The AUD 24.5bn in today’s budget is part of the AUD 75bn announced in the 2017-18 budget to be spent on transport projects up until 2027-28.

But, as promised last year, the government has now allocated the money to numerous projects across the country, on top of a couple of big investments announced last year.

These were dominated by equity investments of AUD 5.3bn for Western Sydney Airport and AUD 8.4bn for the Melbourne to Brisbane Inland Rail.

Along with the AUD 2bn concessional loan to WestConnex in the 2014-15 budget, those two projects account for the lion’s share of budgeted transport investments.

The vast majority of new projects in this year’s budget were announced in the lead up to its release today. 

The budget reveals that just AUD 4.25bn of the grant funding for transport has so far been allocated to projects over the four-year forward estimates that the budget covers. 

Additional measures revealed in the budget include:

-An AUD 3.5bn Roads of Strategic Importance initiative directed to regional road upgrades, with AUD 1.5bn reserved for northern Australia across Queensland, Northern Territory and Western Australia. This includes AUD 160m to upgrade the Outback Way which stretches across Central Australia from Queensland to Western Australia;

-There will also be AUD 250m for a Major Project Business Case Fund for assessments outside the existing ten-year AUD 75bn plan. The government has earmarked AUD 15m of this for a rail line from the regional city of Toowoomba about 150km west of Brisbane. Another AUD 10m will be used to assess a so-called 100km EastLink Orange Route road from Perth to Northam in WA.

Overall, rail accounts for AUD 7.9bn of the AUD 24.5bn grants for transport projects. Apart from Melbourne Airport rail this includes a further AUD 1.1bn for Perth’s Metronet suburban train line project and AUD 475m to help build a new rail line to the Monash Precinct in Melbourne.
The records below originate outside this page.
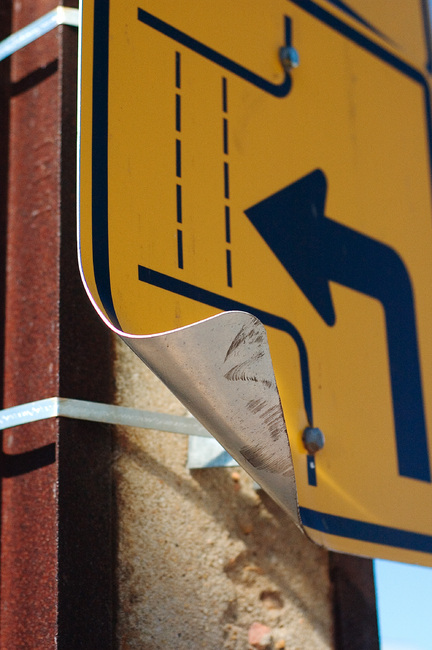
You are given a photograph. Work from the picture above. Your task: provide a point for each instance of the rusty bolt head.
(313, 439)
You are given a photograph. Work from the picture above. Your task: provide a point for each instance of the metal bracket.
(39, 27)
(53, 407)
(201, 454)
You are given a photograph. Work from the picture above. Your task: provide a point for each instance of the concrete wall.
(201, 555)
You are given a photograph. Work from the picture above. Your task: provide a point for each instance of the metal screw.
(313, 439)
(289, 57)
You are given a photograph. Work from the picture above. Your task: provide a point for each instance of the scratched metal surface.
(221, 370)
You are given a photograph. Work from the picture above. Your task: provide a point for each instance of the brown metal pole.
(56, 552)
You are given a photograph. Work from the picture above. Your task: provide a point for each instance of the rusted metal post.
(56, 552)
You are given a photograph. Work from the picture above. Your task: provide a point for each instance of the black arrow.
(316, 250)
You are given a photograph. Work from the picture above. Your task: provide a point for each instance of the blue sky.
(404, 601)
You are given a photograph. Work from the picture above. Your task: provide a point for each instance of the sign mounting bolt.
(289, 57)
(313, 439)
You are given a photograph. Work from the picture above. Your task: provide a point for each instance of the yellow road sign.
(212, 179)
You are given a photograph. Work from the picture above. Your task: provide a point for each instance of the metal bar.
(95, 412)
(41, 26)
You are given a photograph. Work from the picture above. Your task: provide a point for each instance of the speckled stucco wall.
(202, 556)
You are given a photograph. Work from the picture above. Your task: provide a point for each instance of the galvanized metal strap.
(28, 34)
(53, 407)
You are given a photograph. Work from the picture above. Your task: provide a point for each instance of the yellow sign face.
(211, 179)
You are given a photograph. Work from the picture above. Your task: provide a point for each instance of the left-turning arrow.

Roads get around AUD 4.5bn with the addition of an AUD 1bn Urban Congestion Fund to help relieve “pinch points” on roads and “last-mile access” to ports, airports and freight hubs, although some of this may not go to extra roads.

The biggest allocation to a road project is AUD 1.75bn to the AUD 16.5bn North-East Link PPP in Melbourne.

However, the government says its offers of AUD 3bn for the East-West Link motorway in Melbourne and AUD 1.2bn Perth Freight Link still stand. These would be given as grants if any future government choses to revive these projects.

The East-West Link was scrapped by Victoria’s present Labor government. The state’s opposition Liberal-National coalition has pledged to reinstate this project and scrap the North-East Link if it wins the upcoming election in November.

Stretching infrastructure spending over ten years and allocating large parts as equity or loans has helped the government to turn a deficit of AUD 14.5bn in 2018-19, to a cash surplus of AUD 2.2bn in 2019-20. This is projected to rise to a AUD 16.6bn surplus by 2021-22.

Treasurer, Scott Morrison, told reporters a rise in tax receipts from a big jump in new jobs was a big contributor to a rise in government income that is assisting the return to surplus.

He cited infrastructure projects as a major contributor to the 415,000 new jobs created in 2017, from less than 100,000 in 2016.

Real GDP is forecast to reach 3% in 2018-19, up from 2.75% in 2017-18. The government forecast annual real GDP growth at 3% a year out to 2021-22.

The centrepiece of the budget was AUD 140bn in personal tax cuts over the next decade starting on 1 July. This includes a modest cut for low and middle-income earners as the government prepares for an election by early next year.

The cuts are being achieved by raising the income level at which marginal tax rates apply between now and 2025. By then the government said the proportion of taxpayers on a marginal rate of 32.5% would rise from 63% to 94%.